Did you solve it? The numbers all go to 11 | Mathematics

Earlier today I asked you these three problems regarding the number 11. Here they are again with solutions.

1. Fun training

You are the coach of a football team whose players wear jerseys numbered 1 to 11. The goalkeeper wears 1. You must divide the others into defenders, midfielders and attackers.

Do you want to organize your team so that the sum of the jersey numbers of each group (defenders, midfielders, attackers) is divisible by 11?

Give an example or prove that this is not possible.

Solution No, that’s not possible.

The sum of the numbers 1 to 11 is 66. The total of the outfield players’ jersey numbers is therefore 66 – 1 = 65.

If the sum of the jersey numbers of defenders, midfielders and attackers is divisible by 11, the same is true for the sum of the jersey numbers of these three groups combined. But we know this is wrong since 11 does not divide 65.

2. Friends or not

When we first learn our multiplication tables, the 11 table seems delightfully simple:

11 × 1 = 11
11 × 2 = 22
11 × 3 = 33
…
11 × 9 = 99

All answers are palindromes (numbers that read the same backwards and forwards).

If we continue, up to 11 x 99, how many more answers are palindromes?

[Hint. At least one! For example, 11 × 56 = 616.]

Solution nine more

Consider how multiplication by 11 works. When a two-digit number has digits A And bthe product with 11 is formed by writing the first digit, then their sum, then the second digit — provided no carryover is necessary.

i.e. 11 × 52 = 572,

since the middle number is simply 5+2=7.

i) matching numbers (four solutions)

If the two digits are the same, as in 11, 22, 33 or 44, then multiplying by 11 produces 121, 242, 363 and 484 – all palindromes.

This only works as long as the middle number remains below 10, which limits us to these four cases.

ii) “Staircase” numbers (four solutions)

Now let’s look at numbers whose second digit is greater than the first. In these cases, the outer digits of the product match, again giving palindromes:

11 × 56 = 616

11 × 67 = 737

11 × 78 = 858

11 × 89 = 979

iii) The last case (a solution)

Go a little higher and the product is four figures. The first number will be a 1 so the only hope of getting a palindrome is when the last number is a 1, so let’s test 91. Surprisingly, it works! 11×91=1001.

3. Great divide

Less known than the other divisibility rules, there is a simple way to test divisibility by 11.

Take the digits of a number and add them alternately with plus and minus signs (starting with a plus). If the result is a multiple of 11 (0 inclusive), then the original number is divisible by 11.

For example, for 132 we get +1-3+2 = 0, so 132 is divisible by 11.

Using each of the numbers 0 through 9 exactly once, create the largest possible 10-digit number divisible by 11.

Solution 9876524130​

The largest 10-digit number using the digits 0 through 9 once each is 9876543210.

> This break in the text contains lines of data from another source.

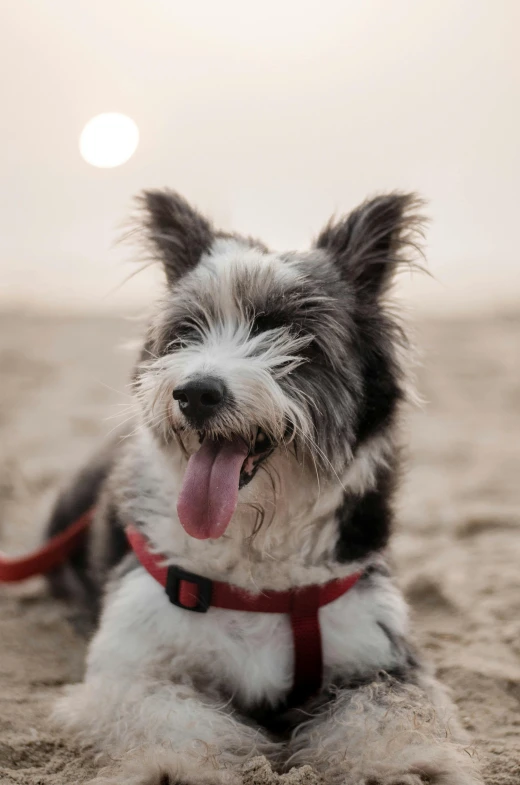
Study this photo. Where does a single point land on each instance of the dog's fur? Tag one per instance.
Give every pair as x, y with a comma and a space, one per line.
311, 353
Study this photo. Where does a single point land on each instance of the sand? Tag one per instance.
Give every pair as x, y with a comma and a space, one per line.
457, 546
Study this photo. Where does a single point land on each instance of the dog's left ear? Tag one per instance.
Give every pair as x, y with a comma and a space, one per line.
369, 243
177, 233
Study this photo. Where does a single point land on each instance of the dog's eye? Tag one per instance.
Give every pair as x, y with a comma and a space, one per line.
263, 321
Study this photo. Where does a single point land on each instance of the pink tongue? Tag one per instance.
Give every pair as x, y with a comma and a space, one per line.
209, 493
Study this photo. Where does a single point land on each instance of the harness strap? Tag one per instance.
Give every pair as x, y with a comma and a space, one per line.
48, 556
195, 593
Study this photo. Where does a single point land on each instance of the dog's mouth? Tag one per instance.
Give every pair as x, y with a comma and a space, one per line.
213, 477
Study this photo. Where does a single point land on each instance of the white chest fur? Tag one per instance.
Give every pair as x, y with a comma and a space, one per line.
246, 655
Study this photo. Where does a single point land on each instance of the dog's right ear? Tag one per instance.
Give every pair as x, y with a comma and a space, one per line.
176, 232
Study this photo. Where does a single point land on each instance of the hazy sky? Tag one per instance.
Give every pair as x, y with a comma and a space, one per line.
270, 116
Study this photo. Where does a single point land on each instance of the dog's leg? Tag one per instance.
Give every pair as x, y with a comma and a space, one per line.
387, 733
148, 703
159, 732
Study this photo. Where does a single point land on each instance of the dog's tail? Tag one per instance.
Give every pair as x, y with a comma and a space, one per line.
66, 557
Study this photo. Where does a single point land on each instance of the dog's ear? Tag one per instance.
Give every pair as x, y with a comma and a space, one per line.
369, 243
175, 231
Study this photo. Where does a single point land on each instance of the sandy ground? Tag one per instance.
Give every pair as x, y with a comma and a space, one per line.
457, 547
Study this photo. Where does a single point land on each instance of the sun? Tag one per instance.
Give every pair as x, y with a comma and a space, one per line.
109, 140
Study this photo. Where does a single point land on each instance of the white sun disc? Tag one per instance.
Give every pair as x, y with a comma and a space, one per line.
109, 140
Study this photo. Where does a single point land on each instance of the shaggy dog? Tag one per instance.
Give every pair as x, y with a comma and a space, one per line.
265, 456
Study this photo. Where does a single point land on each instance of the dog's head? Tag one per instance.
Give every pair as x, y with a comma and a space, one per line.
253, 352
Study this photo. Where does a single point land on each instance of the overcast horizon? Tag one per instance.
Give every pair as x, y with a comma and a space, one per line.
269, 119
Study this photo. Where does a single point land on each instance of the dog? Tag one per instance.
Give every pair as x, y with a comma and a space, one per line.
264, 457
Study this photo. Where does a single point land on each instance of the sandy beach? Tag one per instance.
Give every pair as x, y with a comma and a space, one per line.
456, 548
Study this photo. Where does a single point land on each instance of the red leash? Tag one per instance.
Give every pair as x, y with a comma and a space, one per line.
194, 593
50, 555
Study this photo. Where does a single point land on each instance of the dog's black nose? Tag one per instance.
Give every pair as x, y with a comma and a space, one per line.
200, 398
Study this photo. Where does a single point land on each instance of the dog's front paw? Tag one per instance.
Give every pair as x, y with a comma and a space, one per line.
436, 766
160, 766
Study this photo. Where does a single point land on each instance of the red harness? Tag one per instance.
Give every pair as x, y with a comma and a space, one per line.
195, 593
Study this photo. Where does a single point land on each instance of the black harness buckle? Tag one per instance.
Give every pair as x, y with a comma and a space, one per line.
173, 585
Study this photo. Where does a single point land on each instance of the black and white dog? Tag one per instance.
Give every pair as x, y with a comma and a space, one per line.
264, 457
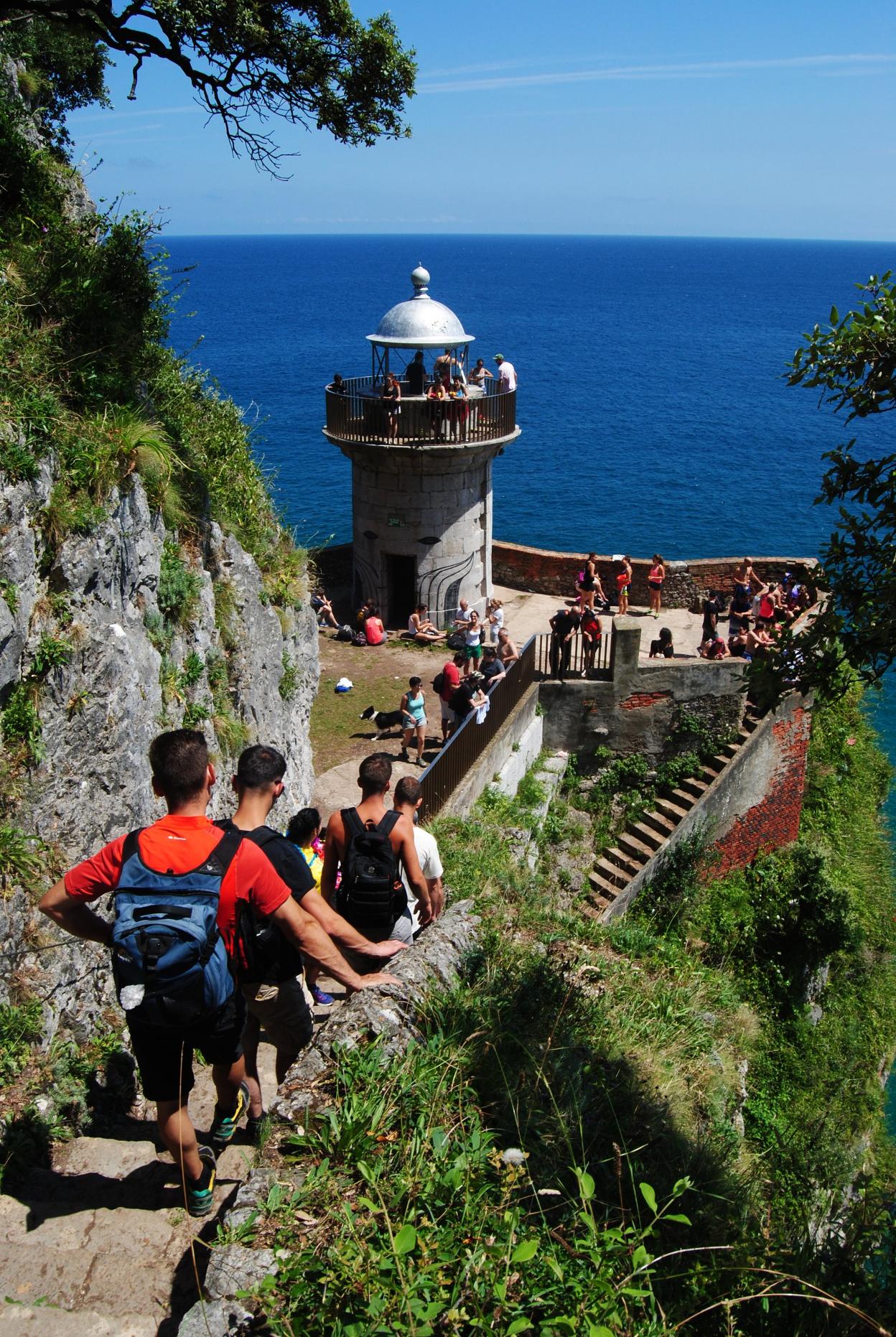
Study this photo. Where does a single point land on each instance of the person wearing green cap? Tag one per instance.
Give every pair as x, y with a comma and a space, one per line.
506, 373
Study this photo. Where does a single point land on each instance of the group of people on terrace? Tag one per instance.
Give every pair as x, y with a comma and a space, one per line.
756, 611
446, 391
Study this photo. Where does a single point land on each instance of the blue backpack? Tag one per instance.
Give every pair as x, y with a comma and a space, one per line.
169, 960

Using the divisibility test for 11, we compare the sum of digits in odd positions with the sum of digits in even positions. For this number,

• odd positions: 9,7,5,3,1 sum to 25;

• even positions: 8,6,4,2,0 sum to 20.

The difference is 5 and not a multiple of 11.

Since the total of the digits 0 to 9 is 45, the two sums must always add up to 45, so their difference can never be 0. So the closest multiple of 11 we can aim for is 11.

To make the number as large as possible, try to keep the prefix descending. Suppose the number begins

987654 ⋯

The figures set so far contribute to a difference in
(9+7+5)−(8+6+4)=3.
So the remaining digits 3,2,1,0 should contribute to 8. But even arranged in the best possible way, they can only contribute (3+1)−(2+0)=2.
So no number starting with 987654… can work.

Now try to keep the prefix

98765 ⋯

These numbers contribute to a difference of (9+7+5)−(8+6)=7.
So the remaining digits 4,3,2,1,0 must contribute exactly 4.

To make the difference as big as possible, place the largest remaining numbers, 4 and 3, in odd positions and 2,1,0 in even positions. This gives
(4+3)−(2+1+0)=4, exactly what we need.

Arranged to keep the number as large as possible, this gives 9876524130​.

A quick check confirms that the odd sum is 28, the even sum is 17, and 28−17=11, so the number is divisible by 11.

I hope you had fun. I’ll be back in two weeks.

Thanks to the University Schools of Mathematics for these puzzles. The UK has eleven such schools, each attached to a university, which are state sixth form schools for young people aged 16 to 19 who enjoy mathematics. To find out more on their website, visit umaths.ac.uk.

I’ve been putting up a puzzle here every other Monday since 2015. I’m always looking for great puzzles. If you want to suggest one, send me an email.